In the two weeks we’ve been spending time together she’s gotten a little bolder, but I can tell sometimes she still stops herself from saying exactly how she feels.

I raise my hands in defense. “I haven’t been to one since New Year’s. I’m too busy with rugby and trying to pass bio, but I’ll be sure to note that at the next school shithead convention.”

She laughs in spite of herself, trying to maintain that pissed off, tree hugging vibe. I never noticed how pretty Violette was when she laughed before. I mean, I’ve seen her a lot, obviously, it’s not like being around her is a new thing. I practically live at her house with Jacob when I’m not playing rugby—at least, I did before he started hanging around that dumbass Max Peters all the time—but I’ve never really been alone with her before, not this often. I thought it would be weird, but it’s actually been kind of fun.

The thing I think I like the most? We always have a lot to talk about. It’s easy for us to have an actual conversation. A smart conversation, which is hard to come by at our school. Violette doesn’t care about the latest trends or what she should say, it’s like she can’t help but be herself and that makes me less afraid to be myself around her.

“Double or nothing, Elk Creek has more pollutants than Petersburg Creek.”

“You’re on,” she says, pulling a glass vial out of her backpack and filling it at the water’s edge.

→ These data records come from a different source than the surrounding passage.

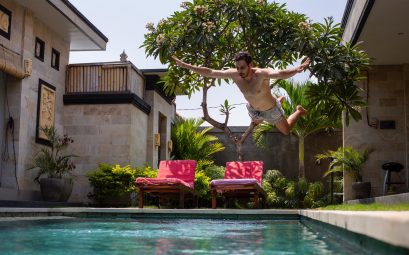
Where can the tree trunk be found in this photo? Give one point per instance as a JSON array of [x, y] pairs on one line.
[[301, 167], [238, 141]]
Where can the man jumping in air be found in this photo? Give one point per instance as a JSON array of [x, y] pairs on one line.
[[254, 83]]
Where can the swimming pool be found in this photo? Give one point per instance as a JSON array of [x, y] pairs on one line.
[[70, 235]]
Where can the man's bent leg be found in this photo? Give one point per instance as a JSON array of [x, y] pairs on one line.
[[286, 125]]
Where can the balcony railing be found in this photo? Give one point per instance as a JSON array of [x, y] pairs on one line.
[[98, 78]]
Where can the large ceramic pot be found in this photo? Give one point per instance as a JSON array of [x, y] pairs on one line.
[[56, 189], [361, 189]]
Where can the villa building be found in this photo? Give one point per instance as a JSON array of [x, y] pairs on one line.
[[115, 112], [382, 27]]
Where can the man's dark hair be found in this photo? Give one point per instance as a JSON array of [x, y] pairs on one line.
[[243, 56]]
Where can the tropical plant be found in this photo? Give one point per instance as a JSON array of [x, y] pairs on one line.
[[192, 143], [346, 159], [205, 173], [285, 193], [51, 160], [313, 122], [111, 182], [210, 32]]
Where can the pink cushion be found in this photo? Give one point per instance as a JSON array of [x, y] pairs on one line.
[[222, 182], [183, 170], [244, 170], [162, 181]]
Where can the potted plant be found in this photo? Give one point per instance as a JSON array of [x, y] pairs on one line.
[[56, 166], [351, 161]]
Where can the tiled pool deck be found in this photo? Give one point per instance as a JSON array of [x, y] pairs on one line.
[[387, 226]]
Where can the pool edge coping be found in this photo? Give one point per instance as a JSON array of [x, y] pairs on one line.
[[387, 226]]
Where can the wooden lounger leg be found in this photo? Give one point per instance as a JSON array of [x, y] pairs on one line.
[[214, 194], [182, 199], [256, 198], [140, 198]]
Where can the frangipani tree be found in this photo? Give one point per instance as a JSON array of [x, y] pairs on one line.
[[312, 123], [210, 32]]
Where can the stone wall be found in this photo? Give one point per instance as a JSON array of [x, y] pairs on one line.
[[111, 134], [281, 152], [161, 110], [23, 94], [387, 87]]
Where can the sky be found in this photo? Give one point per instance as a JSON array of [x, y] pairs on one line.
[[123, 22]]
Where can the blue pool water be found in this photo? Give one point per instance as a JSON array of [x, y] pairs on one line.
[[168, 236]]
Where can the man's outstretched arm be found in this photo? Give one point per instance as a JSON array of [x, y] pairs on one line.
[[204, 71], [284, 74]]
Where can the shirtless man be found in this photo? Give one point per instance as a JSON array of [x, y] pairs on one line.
[[254, 83]]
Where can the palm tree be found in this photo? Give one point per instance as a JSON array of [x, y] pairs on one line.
[[192, 143], [313, 122]]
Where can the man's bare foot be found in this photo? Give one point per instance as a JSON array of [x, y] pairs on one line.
[[301, 110], [257, 121]]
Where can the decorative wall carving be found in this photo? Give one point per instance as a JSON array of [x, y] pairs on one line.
[[45, 109], [5, 22]]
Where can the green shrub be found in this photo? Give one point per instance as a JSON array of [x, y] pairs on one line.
[[113, 184], [284, 193], [205, 173]]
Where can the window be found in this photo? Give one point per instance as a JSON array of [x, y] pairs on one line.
[[5, 22], [55, 59], [39, 49]]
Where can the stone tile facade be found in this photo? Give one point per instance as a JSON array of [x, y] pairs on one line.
[[387, 100], [22, 94]]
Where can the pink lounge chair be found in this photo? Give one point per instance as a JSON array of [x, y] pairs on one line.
[[174, 177], [240, 179]]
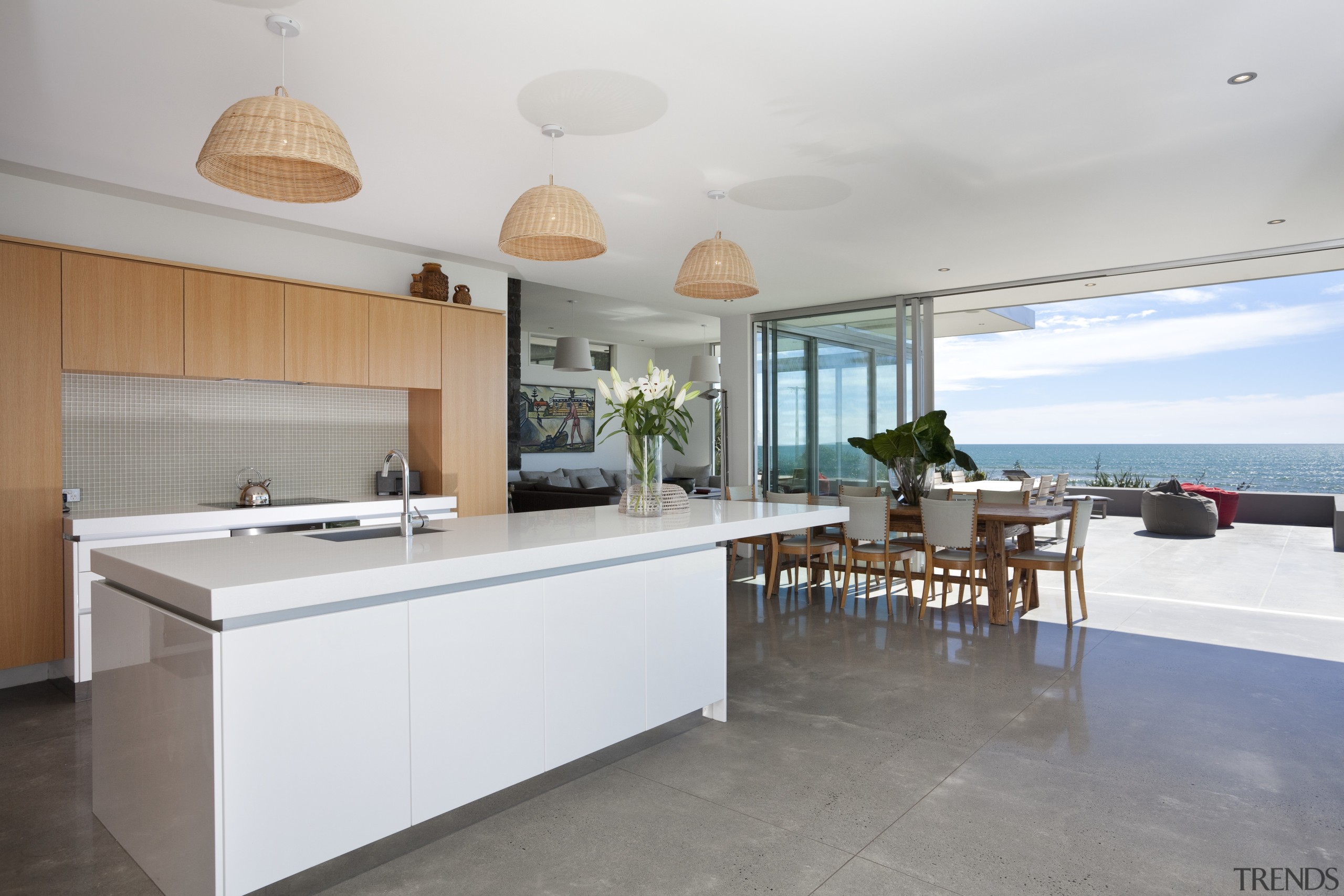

We’ve been betting all afternoon on which soils and water samples would contain the most hazardous pollutants, and we’ve had to go to some pretty unsavory places. Mainly, I’ve had to. She made me take a sample from the disgusting locker room floor at the local gym. Some weird shit goes on in that locker room and I had to wait for two bare assed older men to hit the showers to get it.

“For someone who ‘ doesn’t even understand protons and electrons ,’” she says in a voice that I think is supposed to be mine, but it’s a piss poor attempt. “You’re pretty confident.” She nudges me with her elbow and I get a crazy idea.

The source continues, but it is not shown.